The self-proclaimed Slacker-inspired plot can be a bit messy at times, but who cares?! The performances are so enveloping, so funny and touching, that scrutinizing the plot-holes seems scurrilous. Despite only getting a few scenes with each character, it still felt like we got to know a handful of them on a deep level. Tyris Winter is a standout, and is destined to be a movie star. His arc from bombastic, elite-yelper agitator to a wandering and vulnerable gay son of disowning parents in his poem, ‘Home,’ shows a range few characters achieve in triple the screen time. Another outstanding scene takes place in a couples therapy session where the unbothered therapist encourages the heated couple to communicate through song. The therapist’s book “How to Rap Battle Your Demons,” gets a huge laugh while simultaneously symbolizing the thesis of the film. Marquesha Babers gets arguably the most climactic scene, eviscerating an ex-crush on his doorstep while his new girlfriend looks on in disbelief. Some of the spoken word makes you laugh, while this particular scene is sure to make you tear up.
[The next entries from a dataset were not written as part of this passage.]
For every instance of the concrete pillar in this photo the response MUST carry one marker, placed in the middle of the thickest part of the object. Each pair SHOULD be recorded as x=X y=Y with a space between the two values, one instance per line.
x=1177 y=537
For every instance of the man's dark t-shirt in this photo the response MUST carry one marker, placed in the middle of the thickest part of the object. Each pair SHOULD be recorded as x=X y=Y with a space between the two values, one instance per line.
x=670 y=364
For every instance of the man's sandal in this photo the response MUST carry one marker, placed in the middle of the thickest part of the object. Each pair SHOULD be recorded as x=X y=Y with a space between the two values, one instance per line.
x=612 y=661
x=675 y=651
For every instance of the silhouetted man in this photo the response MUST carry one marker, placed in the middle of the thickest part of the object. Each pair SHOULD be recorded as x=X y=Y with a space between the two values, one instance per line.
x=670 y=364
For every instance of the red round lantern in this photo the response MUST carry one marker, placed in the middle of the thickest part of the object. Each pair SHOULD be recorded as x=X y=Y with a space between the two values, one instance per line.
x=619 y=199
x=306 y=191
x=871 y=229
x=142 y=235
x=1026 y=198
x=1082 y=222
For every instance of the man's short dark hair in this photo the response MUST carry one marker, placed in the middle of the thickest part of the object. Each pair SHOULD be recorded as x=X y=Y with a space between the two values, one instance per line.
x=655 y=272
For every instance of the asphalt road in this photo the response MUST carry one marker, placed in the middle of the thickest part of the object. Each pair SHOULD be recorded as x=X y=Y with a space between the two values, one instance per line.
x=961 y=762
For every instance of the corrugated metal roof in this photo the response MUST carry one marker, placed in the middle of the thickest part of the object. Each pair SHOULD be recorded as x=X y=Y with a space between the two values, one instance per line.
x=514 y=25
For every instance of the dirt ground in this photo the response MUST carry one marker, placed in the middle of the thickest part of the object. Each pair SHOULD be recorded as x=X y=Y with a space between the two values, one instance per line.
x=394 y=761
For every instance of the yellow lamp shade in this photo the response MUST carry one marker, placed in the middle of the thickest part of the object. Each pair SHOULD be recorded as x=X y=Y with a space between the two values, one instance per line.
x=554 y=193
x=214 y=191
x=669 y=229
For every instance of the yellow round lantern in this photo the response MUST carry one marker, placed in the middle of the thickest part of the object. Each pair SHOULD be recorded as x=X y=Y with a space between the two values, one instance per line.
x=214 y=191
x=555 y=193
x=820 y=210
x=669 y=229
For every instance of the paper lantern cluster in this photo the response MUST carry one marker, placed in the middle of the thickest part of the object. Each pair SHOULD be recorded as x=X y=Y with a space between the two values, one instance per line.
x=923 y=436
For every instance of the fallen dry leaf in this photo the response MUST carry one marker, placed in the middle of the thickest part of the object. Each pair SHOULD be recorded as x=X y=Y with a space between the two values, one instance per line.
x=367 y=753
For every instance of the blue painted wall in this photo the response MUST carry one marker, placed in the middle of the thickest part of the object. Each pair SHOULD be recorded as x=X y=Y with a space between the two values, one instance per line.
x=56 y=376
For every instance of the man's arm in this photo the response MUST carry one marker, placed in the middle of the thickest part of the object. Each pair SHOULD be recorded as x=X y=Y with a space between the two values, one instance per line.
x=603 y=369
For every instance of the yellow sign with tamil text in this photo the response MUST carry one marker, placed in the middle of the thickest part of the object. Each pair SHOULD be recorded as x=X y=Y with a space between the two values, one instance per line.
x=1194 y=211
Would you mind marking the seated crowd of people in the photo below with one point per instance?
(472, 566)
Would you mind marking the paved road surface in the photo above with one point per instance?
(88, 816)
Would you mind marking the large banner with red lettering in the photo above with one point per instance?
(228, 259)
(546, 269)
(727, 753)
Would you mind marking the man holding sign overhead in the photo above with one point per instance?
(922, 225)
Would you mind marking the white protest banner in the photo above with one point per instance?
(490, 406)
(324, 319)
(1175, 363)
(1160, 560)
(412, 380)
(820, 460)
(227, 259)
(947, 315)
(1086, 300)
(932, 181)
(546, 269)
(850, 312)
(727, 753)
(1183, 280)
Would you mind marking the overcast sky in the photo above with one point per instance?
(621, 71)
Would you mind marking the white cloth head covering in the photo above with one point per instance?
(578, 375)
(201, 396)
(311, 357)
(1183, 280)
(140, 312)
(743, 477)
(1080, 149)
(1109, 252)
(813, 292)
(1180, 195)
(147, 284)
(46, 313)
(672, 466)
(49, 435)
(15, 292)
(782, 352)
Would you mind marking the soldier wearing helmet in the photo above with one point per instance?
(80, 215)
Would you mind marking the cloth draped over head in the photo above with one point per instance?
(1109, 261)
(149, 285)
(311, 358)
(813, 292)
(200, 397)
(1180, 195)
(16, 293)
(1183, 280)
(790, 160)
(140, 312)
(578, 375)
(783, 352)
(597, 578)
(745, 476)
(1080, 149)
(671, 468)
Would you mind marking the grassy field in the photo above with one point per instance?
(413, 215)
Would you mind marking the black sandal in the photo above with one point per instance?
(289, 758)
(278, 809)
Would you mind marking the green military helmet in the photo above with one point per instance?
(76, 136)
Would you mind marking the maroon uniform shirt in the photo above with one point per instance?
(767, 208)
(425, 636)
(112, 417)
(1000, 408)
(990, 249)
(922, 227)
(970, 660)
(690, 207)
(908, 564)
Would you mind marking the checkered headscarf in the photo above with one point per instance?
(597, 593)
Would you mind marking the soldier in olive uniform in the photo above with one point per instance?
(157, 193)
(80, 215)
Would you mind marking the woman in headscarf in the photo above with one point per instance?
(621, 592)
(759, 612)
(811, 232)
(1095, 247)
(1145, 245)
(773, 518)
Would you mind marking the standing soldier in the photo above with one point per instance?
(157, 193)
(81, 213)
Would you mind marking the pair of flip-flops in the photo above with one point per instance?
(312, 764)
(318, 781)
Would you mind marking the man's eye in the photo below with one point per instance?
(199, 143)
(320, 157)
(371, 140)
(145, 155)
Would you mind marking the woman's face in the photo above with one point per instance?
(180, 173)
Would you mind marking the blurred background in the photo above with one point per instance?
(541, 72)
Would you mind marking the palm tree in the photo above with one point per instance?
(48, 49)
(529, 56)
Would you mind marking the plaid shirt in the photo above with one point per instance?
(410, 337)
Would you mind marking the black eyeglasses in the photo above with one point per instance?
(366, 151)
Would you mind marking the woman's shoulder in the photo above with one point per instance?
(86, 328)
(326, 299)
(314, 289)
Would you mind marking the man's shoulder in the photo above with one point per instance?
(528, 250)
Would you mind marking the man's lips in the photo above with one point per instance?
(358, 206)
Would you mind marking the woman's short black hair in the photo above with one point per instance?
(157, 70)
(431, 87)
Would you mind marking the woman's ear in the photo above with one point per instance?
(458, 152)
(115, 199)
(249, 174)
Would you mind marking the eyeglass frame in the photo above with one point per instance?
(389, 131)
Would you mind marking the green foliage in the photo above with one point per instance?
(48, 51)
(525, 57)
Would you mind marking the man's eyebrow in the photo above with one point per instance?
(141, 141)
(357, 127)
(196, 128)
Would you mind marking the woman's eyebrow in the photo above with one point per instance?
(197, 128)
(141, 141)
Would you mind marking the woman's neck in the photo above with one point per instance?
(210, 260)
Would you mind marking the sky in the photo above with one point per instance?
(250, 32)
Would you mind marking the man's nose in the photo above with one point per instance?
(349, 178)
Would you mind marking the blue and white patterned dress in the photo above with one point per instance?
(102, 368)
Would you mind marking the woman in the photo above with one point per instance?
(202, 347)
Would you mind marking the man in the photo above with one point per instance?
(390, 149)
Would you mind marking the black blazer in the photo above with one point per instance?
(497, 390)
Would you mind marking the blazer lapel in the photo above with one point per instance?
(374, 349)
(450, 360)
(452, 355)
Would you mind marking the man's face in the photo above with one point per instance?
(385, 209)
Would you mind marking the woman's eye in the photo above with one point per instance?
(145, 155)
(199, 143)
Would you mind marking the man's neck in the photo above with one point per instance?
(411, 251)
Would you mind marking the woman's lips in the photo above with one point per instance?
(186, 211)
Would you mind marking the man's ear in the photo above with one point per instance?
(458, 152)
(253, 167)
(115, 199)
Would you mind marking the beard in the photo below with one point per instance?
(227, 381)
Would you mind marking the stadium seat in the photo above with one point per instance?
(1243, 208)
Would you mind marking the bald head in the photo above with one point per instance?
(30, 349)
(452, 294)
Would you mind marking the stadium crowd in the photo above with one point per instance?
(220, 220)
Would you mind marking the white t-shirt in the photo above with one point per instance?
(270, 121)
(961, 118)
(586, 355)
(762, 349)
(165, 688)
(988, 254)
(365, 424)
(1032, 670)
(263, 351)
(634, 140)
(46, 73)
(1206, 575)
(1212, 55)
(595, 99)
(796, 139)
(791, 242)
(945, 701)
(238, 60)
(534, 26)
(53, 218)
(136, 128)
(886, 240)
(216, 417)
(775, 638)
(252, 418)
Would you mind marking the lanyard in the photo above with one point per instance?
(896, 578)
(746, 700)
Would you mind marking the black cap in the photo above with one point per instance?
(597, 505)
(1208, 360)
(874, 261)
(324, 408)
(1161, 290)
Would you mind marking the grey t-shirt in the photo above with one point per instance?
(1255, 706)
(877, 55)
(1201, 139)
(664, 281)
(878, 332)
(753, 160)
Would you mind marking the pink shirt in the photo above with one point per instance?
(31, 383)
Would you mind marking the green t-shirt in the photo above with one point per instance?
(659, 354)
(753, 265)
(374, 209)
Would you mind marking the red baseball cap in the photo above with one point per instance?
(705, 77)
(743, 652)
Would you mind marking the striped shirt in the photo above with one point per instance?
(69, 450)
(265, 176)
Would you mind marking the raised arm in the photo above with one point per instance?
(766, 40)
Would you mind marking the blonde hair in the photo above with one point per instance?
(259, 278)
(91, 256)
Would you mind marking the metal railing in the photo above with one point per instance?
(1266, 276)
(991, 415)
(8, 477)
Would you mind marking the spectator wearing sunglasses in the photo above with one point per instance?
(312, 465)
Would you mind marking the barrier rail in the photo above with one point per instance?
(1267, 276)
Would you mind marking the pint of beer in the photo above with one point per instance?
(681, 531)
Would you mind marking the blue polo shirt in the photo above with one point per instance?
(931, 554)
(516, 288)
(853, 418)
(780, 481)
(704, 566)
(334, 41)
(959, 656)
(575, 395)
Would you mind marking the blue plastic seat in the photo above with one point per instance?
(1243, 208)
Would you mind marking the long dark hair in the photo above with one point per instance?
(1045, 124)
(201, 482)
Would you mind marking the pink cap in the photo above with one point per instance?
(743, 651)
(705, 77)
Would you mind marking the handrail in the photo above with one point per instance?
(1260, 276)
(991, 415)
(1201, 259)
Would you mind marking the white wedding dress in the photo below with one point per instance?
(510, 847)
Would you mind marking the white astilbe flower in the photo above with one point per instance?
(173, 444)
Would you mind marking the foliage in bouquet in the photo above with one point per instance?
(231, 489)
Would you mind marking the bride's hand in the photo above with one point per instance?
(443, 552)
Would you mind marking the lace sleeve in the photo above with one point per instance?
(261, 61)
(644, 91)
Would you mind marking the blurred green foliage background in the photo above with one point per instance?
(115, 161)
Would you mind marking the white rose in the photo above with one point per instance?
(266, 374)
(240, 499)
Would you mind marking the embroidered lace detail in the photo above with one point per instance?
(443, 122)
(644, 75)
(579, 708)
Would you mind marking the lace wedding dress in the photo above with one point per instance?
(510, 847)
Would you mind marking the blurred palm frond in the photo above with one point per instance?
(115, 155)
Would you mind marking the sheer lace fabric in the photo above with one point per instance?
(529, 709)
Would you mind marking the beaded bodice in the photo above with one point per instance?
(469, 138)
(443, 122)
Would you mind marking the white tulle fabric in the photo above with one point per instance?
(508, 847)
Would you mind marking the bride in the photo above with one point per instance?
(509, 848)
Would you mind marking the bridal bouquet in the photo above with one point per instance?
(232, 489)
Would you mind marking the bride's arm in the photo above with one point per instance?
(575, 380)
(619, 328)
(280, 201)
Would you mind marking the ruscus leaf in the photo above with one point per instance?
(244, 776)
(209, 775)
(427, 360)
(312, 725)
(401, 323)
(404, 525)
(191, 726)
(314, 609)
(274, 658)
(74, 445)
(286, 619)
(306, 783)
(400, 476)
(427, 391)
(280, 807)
Cinematography by John Schmidt is gorgeous, lighting up the black and brown faces with blue, purple, orange and green lights. His lighting of the skin tones is reminiscent of James Laxton’s work in If Beale Street Could Talk. The camera bounds uninhibited, moving from one character to the next in a free-wheeling way that echoes the restlessness of inner-city youth. The breathless editing by Jonathan Melin also matches this feeling of restlessness. Blending multiple artforms, we’re treated to a spontaneous dance number in the middle of the street—a bold choice that will rev your engine while smashing the misogyny of cat-callers.

Anyone who doesn’t have fun watching this movie has no beating heart. There is so much talent on display, and the diversity of the cast is refreshingly un-forced. Yes it’s different, and doesn’t fit into a box, but that’s what makes it so special. It will undoubtedly inspire a legion of Gen Z artists of all stripes who will embrace this film for the 25 tiny miracles that it is.